This project explores the ability of transformer models to learn core linear algebra operations directly from tokenized matrix inputs. Using a nanoGPT-style architecture and the P1000 floating point tokenization scheme, we train transformers on three categories of tasks: classification, regression, and sequence-to-sequence prediction.
Transformers are trained to perform fundamental linear algebra operations on square matrices with entries uniformly sampled from [-1, 1]. The models achieve perfect accuracy on classification tasks, near-perfect performance on scalable regression tasks, and high token-level accuracy on sequence-to-sequence RREF prediction. For detailed analysis and experimental methodology, see the report.
Transformers achieve 100% accuracy on both invertibility and symmetry detection across all tested matrix dimensions.

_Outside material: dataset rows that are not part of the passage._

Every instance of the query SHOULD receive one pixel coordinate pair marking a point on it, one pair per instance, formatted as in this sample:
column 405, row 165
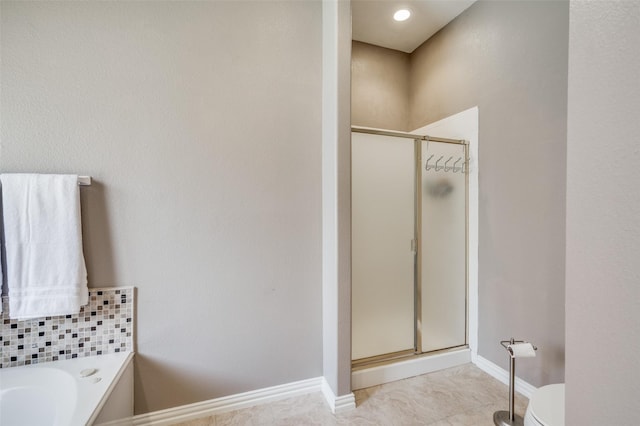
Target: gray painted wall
column 603, row 207
column 509, row 59
column 380, row 87
column 203, row 134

| Task | 6×6 | 8×8 | 11×11 |
|---|---|---|---|
| Invertibility | 100% | 100% | 100% |
| Symmetry | 100% | 100% | 100% |
Performance measured with relative error ≤ 10% threshold.
| Property | 2×2 | 3×3 | 4×4 | 6×6 | 7×7 | 9×9 | 11×11 |
|---|---|---|---|---|---|---|---|
| Determinant | 96.3% | 95.5% | 86.6% | — | — | — | — |
| Frobenius Norm | — | — | — | 94.6% | 95.7% | 95.4% | 96.0% |
| Trace | — | — | — | 95.1% | 93.9% | 95.4% | 92.7% |
Sequence-to-sequence transformer predicts row-reduced echelon form with high token-level accuracy.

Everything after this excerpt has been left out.